Aloe vera gel is harmless to health and even brings wellness benefits in the form of antioxidants supporting digestive health, diabetes, and blood sugars. It also has antimicrobial properties to boost food safety while helping slow down oxidation and spoilage. Its slick, glossy appearance can enhance the appetizing appearance of certain fruits and vegetables, too.
Naturally derived from some crustacean species and a small number of fungi sources (made from a hard, fibrous substance called “chitin”), chitosan is an all-natural and very effective coating for the post-harvest treatment of fruits and vegetables. No other “safely consumable” natural substance can reach the texture and hardness of fingernails like chitin or chitosan, which makes it very protective of foods!
Studies show it is very good at stopping spoilage, killing microorganisms, and extending the shelf-life of produce when included as an ingredient in wax coatings and sprays. It’s still to be seen if the ingredient can be cheaply made and mass-produced in a way that is economically functional for agriculture and the food industry.
As a natural ingredient that is flavorless, safe to eat, and very effective at protecting post-harvest vegetables and fruits, carnauba wax is one of the best options (and the most economic) in the industry. Carnauba-based coatings are also sustainably produced and harvested from renewable populations of carnauba palm trees in Brazil (both natively sourced and commercially grown), making them one of the most environmentally-friendly options while remaining low on the pollution and waste stream scale.
You’ll also find that carnauba wax is one of the top common types of all-natural food coatings because it is so effective.

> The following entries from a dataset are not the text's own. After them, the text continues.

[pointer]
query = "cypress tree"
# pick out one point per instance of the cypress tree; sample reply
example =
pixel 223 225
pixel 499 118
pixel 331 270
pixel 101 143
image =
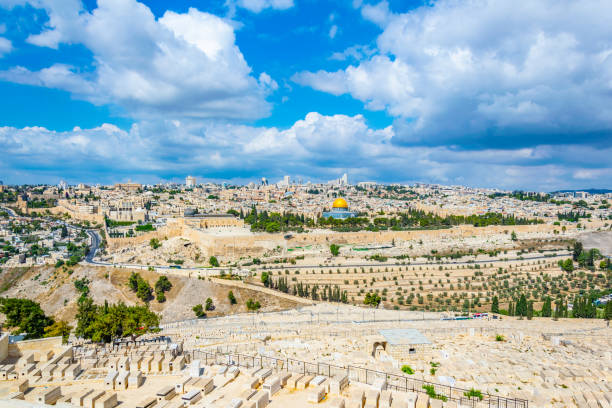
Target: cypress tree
pixel 546 307
pixel 495 305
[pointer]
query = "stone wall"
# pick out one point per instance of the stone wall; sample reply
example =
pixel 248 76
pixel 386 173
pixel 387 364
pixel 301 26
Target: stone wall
pixel 50 343
pixel 162 233
pixel 3 346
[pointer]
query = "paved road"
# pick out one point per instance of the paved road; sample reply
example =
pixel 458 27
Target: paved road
pixel 96 240
pixel 10 212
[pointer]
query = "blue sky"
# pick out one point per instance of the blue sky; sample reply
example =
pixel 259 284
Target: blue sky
pixel 483 93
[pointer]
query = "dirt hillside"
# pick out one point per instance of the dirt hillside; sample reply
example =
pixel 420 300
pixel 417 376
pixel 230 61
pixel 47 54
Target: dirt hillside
pixel 54 289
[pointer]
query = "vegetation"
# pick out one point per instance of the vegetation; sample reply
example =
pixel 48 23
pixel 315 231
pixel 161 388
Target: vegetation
pixel 495 305
pixel 407 369
pixel 142 288
pixel 199 311
pixel 372 299
pixel 26 316
pixel 412 219
pixel 59 328
pixel 213 261
pixel 252 305
pixel 473 393
pixel 109 322
pixel 162 285
pixel 145 228
pixel 430 390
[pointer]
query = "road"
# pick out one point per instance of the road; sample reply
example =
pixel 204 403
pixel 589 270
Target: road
pixel 96 239
pixel 10 212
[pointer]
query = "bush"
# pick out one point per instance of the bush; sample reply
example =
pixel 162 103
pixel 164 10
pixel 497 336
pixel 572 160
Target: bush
pixel 213 262
pixel 474 393
pixel 252 305
pixel 199 311
pixel 429 389
pixel 407 369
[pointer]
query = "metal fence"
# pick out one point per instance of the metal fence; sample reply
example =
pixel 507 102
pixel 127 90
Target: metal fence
pixel 361 375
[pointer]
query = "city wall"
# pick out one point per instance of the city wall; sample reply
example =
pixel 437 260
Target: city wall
pixel 75 215
pixel 20 348
pixel 160 234
pixel 256 244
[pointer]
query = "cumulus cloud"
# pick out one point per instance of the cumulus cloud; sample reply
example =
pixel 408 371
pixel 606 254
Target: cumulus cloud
pixel 333 31
pixel 5 46
pixel 257 6
pixel 318 147
pixel 485 73
pixel 182 64
pixel 356 52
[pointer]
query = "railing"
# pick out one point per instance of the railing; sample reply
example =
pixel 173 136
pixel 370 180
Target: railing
pixel 359 374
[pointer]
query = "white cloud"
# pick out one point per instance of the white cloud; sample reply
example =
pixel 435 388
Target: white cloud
pixel 333 31
pixel 378 13
pixel 179 65
pixel 487 72
pixel 318 147
pixel 5 46
pixel 356 52
pixel 257 6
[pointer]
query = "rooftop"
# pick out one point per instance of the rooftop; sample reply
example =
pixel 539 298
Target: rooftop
pixel 399 337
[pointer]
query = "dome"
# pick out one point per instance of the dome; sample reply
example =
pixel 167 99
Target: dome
pixel 340 203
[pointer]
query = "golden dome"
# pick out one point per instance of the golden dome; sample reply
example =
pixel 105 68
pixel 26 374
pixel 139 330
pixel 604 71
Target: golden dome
pixel 340 203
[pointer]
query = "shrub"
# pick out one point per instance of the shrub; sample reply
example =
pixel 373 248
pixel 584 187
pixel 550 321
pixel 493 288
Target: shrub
pixel 199 311
pixel 474 393
pixel 407 369
pixel 213 261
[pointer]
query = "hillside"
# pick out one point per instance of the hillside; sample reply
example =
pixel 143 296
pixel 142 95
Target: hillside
pixel 54 289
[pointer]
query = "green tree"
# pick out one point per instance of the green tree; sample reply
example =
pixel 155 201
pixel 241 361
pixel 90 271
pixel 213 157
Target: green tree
pixel 568 265
pixel 521 306
pixel 252 305
pixel 608 311
pixel 577 250
pixel 199 311
pixel 213 261
pixel 154 243
pixel 547 307
pixel 265 279
pixel 495 305
pixel 133 281
pixel 25 315
pixel 163 284
pixel 529 310
pixel 144 290
pixel 59 328
pixel 372 299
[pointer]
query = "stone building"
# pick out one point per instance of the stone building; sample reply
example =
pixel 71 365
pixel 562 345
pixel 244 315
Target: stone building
pixel 402 345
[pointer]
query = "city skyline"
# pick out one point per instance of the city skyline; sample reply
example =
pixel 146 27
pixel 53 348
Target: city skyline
pixel 482 94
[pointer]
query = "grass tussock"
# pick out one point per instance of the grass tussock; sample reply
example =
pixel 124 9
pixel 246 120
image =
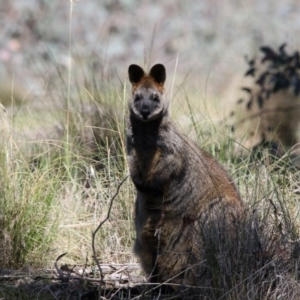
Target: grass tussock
pixel 55 192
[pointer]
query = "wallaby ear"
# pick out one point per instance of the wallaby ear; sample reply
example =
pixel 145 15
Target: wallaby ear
pixel 158 73
pixel 136 73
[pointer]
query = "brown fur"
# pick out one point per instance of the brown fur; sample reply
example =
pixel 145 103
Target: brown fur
pixel 179 186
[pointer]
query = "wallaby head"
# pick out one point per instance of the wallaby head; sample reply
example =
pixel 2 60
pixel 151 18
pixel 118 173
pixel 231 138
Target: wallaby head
pixel 148 101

It reduces gases, oxidation, and spoilage of foods while adding an appetizing sheen to the product, boosting shelf life in the process. Some carnauba waxes are also “fortified” to contain antioxidants that increase the nutrient value of foods. The wax of the plant itself is notably antimicrobial, reducing exposure to bacteria, viruses, and fungi to help perishable foods become fully-food safe products. Many agriculture and food companies choose carnauba wax coatings as their top choice for part of post-harvest handling technology.
There are many options for all-natural and completely food-safe post-harvest wax coatings (or food waxes). While some may not be as effective or economical as synthetic or chemical-laden food waxes deemed “safe” by the FDA, they are almost just as effective or economical, and pose a very competitive and appealing alternative. However, synthetic food waxes don’t have one benefit that natural and food-safe waxes offer: the benefit of posing the least health risks possible. When growers and companies are transparent about prioritizing their use, they win trust and earn reliability from their consumers.